Он на рояле не играет. Он увенчан другими лаврами. Он с Кавказа возит в Москву лавровый лист. Понятно? Миллионные барыши. То, что он имеет за день, я за пять лет не получу. И Святослав Рихтер, и Давид Ойстрах тоже.

Вот какой у нас клиент. Я имею в виду не кавказцев – их один процент, а иностранных туристов, генералов и дипломатов. Когда сидят, ожидая очереди, чтоб попасть ко мне в кресло, можно подумать, что это международный конгресс на самом высшем уровне. Фраки, ордена, аксельбанты. Дамы в невероятных мехах и бриллиантах. А кругом сверкает хрусталь, стены переливаются мраморными жилками, ноги тонут в мягких коврах. И все они, не взирая на чины и звания, терпеливо ждут, пока я приглашу в кресло. С французом – силь ву пле, с американцем – плиз, а с нашим иконостасом – милости просим, товарищ генерал.
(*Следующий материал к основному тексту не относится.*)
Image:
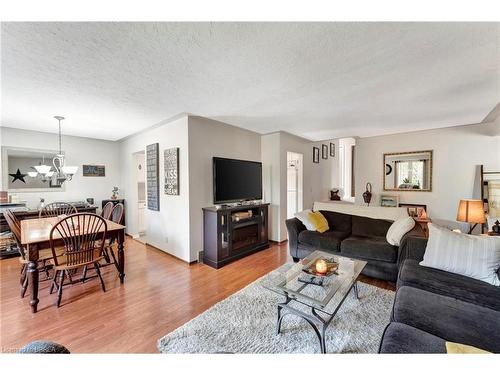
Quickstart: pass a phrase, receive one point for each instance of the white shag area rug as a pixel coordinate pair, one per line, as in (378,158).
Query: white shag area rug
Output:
(245,322)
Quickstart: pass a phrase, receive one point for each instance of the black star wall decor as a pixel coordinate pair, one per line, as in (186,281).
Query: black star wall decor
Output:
(18,176)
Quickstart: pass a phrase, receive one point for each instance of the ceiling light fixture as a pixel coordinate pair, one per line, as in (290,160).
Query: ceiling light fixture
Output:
(63,172)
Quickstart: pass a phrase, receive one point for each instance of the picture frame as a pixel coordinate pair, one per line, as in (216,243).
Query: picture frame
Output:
(171,169)
(415,210)
(315,155)
(92,170)
(153,176)
(389,200)
(332,149)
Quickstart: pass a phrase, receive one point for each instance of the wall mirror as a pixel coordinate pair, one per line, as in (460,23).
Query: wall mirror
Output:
(19,173)
(408,171)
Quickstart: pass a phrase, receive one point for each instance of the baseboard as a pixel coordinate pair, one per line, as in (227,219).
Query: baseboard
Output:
(172,255)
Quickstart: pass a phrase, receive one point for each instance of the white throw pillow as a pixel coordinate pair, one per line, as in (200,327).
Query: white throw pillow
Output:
(491,222)
(398,229)
(469,255)
(303,216)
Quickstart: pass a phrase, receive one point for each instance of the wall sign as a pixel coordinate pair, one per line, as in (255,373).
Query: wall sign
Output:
(171,165)
(152,170)
(94,170)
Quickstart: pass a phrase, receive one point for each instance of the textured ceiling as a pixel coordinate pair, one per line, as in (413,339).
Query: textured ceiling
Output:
(318,80)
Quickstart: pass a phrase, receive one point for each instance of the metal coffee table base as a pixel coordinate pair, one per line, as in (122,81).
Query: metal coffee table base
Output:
(317,322)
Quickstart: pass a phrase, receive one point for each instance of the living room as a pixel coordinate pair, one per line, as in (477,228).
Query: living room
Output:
(250,188)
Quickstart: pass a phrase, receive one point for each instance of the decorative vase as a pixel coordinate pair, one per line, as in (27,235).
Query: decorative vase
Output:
(496,228)
(367,195)
(334,195)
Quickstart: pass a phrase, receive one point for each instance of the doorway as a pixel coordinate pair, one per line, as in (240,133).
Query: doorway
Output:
(139,176)
(294,172)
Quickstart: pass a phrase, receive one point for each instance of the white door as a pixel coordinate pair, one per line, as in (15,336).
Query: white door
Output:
(294,184)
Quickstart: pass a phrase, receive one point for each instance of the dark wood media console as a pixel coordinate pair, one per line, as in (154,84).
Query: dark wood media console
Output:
(227,238)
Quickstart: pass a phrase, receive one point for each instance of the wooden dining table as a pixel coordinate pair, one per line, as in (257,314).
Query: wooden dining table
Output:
(35,236)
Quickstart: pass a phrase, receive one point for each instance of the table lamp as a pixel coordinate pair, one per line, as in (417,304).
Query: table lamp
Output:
(471,211)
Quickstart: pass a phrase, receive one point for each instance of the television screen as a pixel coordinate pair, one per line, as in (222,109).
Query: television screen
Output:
(236,180)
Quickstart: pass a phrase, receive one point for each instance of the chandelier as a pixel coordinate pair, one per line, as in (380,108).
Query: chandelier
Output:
(62,171)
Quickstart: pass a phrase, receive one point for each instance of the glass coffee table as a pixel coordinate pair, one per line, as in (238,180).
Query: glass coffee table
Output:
(316,304)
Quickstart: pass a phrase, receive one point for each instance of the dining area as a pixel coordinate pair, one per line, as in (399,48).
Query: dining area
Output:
(64,246)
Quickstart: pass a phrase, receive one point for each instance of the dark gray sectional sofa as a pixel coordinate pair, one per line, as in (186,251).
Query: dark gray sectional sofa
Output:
(351,236)
(433,306)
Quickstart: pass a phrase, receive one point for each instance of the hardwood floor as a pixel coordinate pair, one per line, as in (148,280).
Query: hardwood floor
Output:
(160,293)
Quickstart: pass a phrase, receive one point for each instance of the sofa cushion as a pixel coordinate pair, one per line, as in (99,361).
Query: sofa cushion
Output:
(449,284)
(401,338)
(365,226)
(376,248)
(329,240)
(448,318)
(337,221)
(474,256)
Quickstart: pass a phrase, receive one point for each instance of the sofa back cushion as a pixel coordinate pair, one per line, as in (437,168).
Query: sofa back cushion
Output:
(473,256)
(338,222)
(365,226)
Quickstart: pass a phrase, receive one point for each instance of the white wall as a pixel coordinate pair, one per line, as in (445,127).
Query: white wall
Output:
(318,178)
(78,151)
(270,153)
(209,138)
(457,152)
(167,229)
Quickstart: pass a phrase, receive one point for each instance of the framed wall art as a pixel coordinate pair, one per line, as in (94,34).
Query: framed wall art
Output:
(315,155)
(90,170)
(332,149)
(152,172)
(171,166)
(414,209)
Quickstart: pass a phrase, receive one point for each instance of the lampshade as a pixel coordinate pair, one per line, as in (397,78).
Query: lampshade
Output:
(471,211)
(42,169)
(67,169)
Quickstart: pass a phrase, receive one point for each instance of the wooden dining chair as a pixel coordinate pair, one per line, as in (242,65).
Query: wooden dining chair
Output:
(43,255)
(107,210)
(83,236)
(116,216)
(57,209)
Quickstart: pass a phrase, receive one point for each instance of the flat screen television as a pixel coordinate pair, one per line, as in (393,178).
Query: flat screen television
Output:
(236,180)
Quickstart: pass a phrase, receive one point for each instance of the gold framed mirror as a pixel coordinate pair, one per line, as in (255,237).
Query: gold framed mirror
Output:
(408,171)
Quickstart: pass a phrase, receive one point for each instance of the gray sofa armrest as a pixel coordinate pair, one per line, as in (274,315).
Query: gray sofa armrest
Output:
(294,226)
(412,246)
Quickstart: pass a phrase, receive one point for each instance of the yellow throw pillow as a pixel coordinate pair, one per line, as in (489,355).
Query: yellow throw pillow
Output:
(318,221)
(456,348)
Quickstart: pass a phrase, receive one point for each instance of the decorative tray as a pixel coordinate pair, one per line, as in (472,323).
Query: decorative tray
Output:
(331,265)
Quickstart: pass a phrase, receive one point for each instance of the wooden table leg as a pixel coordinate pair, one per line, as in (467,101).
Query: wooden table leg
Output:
(33,276)
(121,255)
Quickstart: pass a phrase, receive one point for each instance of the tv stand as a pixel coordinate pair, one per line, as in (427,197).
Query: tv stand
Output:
(231,233)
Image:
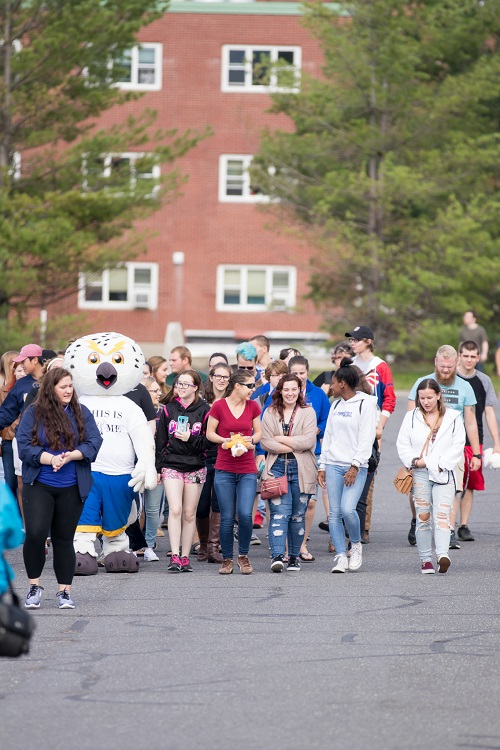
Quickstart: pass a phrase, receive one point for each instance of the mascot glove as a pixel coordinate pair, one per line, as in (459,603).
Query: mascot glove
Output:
(143,478)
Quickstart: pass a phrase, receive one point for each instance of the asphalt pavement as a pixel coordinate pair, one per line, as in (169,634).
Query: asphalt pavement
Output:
(383,658)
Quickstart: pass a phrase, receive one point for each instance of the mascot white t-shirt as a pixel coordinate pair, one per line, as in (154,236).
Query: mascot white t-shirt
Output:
(116,418)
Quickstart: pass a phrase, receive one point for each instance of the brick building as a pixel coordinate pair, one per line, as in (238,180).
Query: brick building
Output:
(213,269)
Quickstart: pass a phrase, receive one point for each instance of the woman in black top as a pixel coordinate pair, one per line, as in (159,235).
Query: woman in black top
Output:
(58,440)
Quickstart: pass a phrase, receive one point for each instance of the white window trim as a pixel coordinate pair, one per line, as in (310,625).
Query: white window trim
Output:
(134,85)
(291,294)
(248,88)
(247,197)
(132,290)
(133,156)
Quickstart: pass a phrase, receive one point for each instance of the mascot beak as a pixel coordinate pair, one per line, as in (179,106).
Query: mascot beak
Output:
(106,375)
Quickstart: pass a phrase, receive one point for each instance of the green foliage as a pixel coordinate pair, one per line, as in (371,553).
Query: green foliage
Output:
(71,206)
(392,168)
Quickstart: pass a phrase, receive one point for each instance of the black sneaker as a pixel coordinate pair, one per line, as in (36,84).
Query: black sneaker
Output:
(464,534)
(277,564)
(293,563)
(412,536)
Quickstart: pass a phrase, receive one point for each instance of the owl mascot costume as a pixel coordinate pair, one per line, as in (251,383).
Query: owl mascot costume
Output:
(105,366)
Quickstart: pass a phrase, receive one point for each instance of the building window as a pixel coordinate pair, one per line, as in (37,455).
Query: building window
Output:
(260,69)
(129,171)
(257,288)
(127,287)
(140,68)
(234,180)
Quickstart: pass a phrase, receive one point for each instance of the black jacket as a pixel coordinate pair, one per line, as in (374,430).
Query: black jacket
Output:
(30,454)
(176,454)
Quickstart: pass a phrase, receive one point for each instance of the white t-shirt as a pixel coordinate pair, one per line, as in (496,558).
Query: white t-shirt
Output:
(116,417)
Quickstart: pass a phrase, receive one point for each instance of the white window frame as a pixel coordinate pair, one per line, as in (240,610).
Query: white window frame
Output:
(275,300)
(132,156)
(133,289)
(247,196)
(248,87)
(134,84)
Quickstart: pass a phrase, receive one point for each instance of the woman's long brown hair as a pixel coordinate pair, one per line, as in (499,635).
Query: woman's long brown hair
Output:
(277,403)
(51,417)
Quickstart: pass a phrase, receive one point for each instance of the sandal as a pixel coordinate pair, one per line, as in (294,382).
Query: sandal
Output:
(307,557)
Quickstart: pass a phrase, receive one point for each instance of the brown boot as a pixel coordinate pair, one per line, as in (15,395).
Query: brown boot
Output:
(213,539)
(202,525)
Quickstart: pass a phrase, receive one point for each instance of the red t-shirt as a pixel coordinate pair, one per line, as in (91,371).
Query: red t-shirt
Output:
(228,424)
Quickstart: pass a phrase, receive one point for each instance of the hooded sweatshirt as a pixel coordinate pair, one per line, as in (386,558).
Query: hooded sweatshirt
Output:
(173,453)
(350,431)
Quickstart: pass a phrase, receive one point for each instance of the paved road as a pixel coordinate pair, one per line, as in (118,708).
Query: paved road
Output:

Один Коля Мухин не признает очереди. Он вваливается ко мне, весь в мазуте и ржавчине, в рваном ватнике, из брезентовой сумки торчат гаечные ключи и ручная дрель, плюхается в кресло между фраками и мундирами и зычно, как в лесу, объявляет:

– Кто последний – я за вами.

Но это только так, для проформы. Стоит моему креслу освободиться, и он рвет ко мне, оттолкнув любого, кто подвернется под локоть.

Коля шокирует насмерть нашу клиентуру. И делает это нарочно и со смаком. Как же, мол, не пропустить вперед рабочего человека в рабоче-крестьянском государстве? Чья власть? Рабочих! Кому почет и уважение! Рабочему! Извольте расступиться, дать дорогу гегемону, то есть пролетариату.

Коля Мухин с виду прост, а на деле хитрее ста армян и еврея в придачу. Он знает всю правду, а прикидывается дурачком. Сами, мол, вопите про рабочую власть, ну, так вот и ешьте: любуйтесь хозяином страны, как вы меня, пролетария, называете. Душу отводит.

Я хоть про себя и радуюсь, что он им в морду наплевал, но в то же время опасаюсь, как бы меня за его проделки не выставили без выходного пособия. Коля – русский и член КПСС. Он вытрезвителем отделается. У меня же нет его преимуществ. Сунут волчий билет в зубы – и гуляй как знаешь.

Многие за границей любят рассуждать о русском человеке. Пишут книги, спорят по телевизору, жалованье за это получают. Загадочный, говорят, сфинкс, тайны славянской души. Вот уж, погодите, проснется русский народ, он свое слово скажет.

Меня от всего этого смех берет. Или, думаю, идиоты, или притворяются, чтоб без куска хлеба не остаться. Я ученых книг на этот счет не читал и читать не стану. Я прожил пятнадцать лет, как один день, в общей квартире с Колей Мухиным и распил с ним не одно ведро водки. Поэтому выбросьте все книги и послушайте меня. Я вам нарисую конный портрет, как говорил один мой клиент, самого типичного русского человека, а вы себе делайте выводы.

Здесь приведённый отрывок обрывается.